Subhash Chaudhury was brought in unconscious and struggling to breathe; as he took what appeared to be his final gasp, the ECG machine showed a flat line, which translates as ‘clinically dead’. But Dr Mahendra Lokhande did not give up, and persisted with CPR. 40 minutes later, Subhash came alive
At Rajawadi Hospital in Ghatkopar, the doctors are slightly surprised, but happy. One of their medical staffers managed to pull off what they are terming a miracle, a term not generally associated with science. A doctor at the hospital managed to revive a young boy, whom medical equipment had shown as clinically dead.

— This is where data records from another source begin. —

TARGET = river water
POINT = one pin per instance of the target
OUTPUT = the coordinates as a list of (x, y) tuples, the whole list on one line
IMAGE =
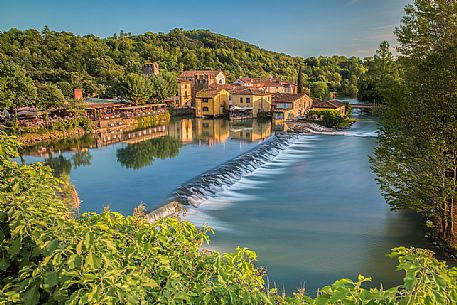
[(310, 209)]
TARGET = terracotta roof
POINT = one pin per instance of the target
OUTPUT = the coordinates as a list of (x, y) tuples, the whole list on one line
[(333, 104), (192, 73), (208, 93), (289, 97), (248, 91), (222, 86)]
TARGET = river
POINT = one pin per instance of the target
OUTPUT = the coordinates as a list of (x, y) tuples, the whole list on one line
[(311, 209)]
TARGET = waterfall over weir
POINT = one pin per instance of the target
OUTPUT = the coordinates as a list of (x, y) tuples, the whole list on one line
[(218, 179)]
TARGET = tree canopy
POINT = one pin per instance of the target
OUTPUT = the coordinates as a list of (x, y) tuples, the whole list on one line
[(416, 160)]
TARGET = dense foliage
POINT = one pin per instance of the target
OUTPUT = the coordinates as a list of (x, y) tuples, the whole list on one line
[(56, 62), (416, 160), (49, 256), (383, 75)]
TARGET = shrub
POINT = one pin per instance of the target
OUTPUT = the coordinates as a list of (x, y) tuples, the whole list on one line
[(48, 256)]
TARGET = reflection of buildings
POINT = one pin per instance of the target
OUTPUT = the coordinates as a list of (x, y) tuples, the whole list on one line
[(181, 130), (186, 131), (134, 136), (255, 131), (211, 132)]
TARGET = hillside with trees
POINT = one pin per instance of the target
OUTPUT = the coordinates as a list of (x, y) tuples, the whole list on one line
[(40, 67), (416, 160)]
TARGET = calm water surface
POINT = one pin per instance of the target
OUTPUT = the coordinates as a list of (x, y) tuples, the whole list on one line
[(313, 213)]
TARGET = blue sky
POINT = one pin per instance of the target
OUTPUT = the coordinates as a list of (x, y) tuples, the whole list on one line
[(296, 27)]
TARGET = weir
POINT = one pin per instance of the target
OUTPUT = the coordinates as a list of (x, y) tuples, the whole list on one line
[(218, 179), (210, 183)]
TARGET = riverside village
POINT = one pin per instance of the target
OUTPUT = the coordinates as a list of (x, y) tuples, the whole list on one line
[(274, 153), (199, 93)]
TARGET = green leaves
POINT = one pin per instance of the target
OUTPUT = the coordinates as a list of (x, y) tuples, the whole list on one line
[(49, 257)]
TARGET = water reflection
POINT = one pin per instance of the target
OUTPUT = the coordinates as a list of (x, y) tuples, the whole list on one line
[(141, 154), (143, 146)]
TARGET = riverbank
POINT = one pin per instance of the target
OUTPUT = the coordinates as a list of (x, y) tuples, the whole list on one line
[(72, 128)]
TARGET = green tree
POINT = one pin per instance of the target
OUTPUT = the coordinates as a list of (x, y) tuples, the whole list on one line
[(163, 86), (48, 255), (136, 88), (383, 74), (49, 96), (17, 88), (416, 160), (300, 80), (319, 90)]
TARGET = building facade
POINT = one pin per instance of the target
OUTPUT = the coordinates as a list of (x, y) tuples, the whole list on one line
[(184, 93), (202, 79), (290, 107), (212, 103), (252, 99)]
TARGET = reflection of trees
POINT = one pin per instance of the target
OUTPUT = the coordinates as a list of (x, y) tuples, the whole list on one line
[(81, 158), (142, 154), (59, 164), (61, 144)]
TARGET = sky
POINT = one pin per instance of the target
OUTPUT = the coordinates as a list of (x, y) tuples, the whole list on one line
[(296, 27)]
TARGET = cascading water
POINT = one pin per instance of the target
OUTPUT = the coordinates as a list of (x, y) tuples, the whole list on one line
[(218, 179)]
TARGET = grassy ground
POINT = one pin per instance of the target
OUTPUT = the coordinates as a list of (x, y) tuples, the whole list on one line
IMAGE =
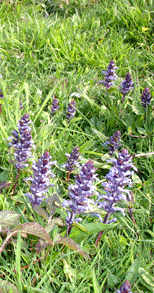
[(57, 48)]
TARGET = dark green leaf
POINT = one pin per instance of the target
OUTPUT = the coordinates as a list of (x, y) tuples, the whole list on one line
[(8, 218), (52, 223), (97, 288), (148, 279), (7, 287), (133, 271)]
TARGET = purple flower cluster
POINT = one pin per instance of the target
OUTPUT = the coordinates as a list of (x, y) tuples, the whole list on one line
[(71, 110), (72, 159), (55, 106), (81, 192), (40, 179), (110, 75), (126, 85), (22, 142), (114, 142), (146, 97), (1, 94), (119, 177)]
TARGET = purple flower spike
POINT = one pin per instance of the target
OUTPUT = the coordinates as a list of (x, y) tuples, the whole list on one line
[(80, 193), (55, 106), (110, 75), (126, 85), (114, 142), (40, 179), (146, 97), (71, 110), (72, 159), (22, 142), (119, 178)]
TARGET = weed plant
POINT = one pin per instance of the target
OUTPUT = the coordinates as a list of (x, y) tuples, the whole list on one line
[(52, 54)]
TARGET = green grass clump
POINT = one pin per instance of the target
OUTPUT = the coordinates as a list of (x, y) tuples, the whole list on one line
[(56, 48)]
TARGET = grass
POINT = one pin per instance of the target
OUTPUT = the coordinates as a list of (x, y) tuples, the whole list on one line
[(63, 53)]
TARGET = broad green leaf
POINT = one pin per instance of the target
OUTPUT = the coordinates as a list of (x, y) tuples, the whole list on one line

Subhash has recovered and will be discharged in a couple of days. Pics/Sameer Markande
It was late on Sunday night that the lad, Subhash Chaudhury, a resident of Kamaraj Nagar in Ghatkopar (East), hit the bed after spending time on the cellphone, playing games with his elder brothers. Around 1 am on Monday, he woke up and told his mother, Munni Devi, that he was going to the toilet.
It’s a miracle! Subhash Chaudhury (11) with his mother Munni Devi
He ended up vomiting and complained to his mother, in a choked voice, that something was stuck in his throat and that he could see everything in twos. His mother put it down to fatigue, and asked him to drink water and go back to sleep. Moments later, the 11-year-old collapsed onto the floor.
The panicked family rushed him to the nearby Rajawadi Hospital. Subhash was unconscious and gasping for breath when he was brought in. Dr Mahendra Lokhande, the on-duty casualty medical officer, conducted a preliminary examination and found that Subhash was critical and his pulse was dipping.
The doctor immediately shifted the boy to the Medical Intensive Care Unit (MICU), where he was made to undergo an ECG test. The machine could only show a flat line on its display, interpreted as “clinically dead” in medical parlance. The pulse and respiration, too, were not audible.
Coming back to life
Speaking to mid-day, Dr Lokhande confirmed the chain of events. “The ECG monitor showed a flat straight line with no cardiac activity and pulse, indicating that the patient was clinically dead. But, my intuition kept pushing me hard to take a chance.”
The doctor refused to give up. Dr Sushil Yadav, the houseman (junior doctor) who was on night duty at the MICU, recalled, “Around 3 am, I stepped out of the MICU and headed to the casualty ward when I spotted Dr Lokhande rushing towards the MICU with a young boy.
He said the on-duty paediatrician had been alerted, but since the boy was serious, Dr Lokhande took over the task of reviving him.” Just as the boy was laid onto the bed, he took his last gasp and the ECG monitor seemingly went flat in response.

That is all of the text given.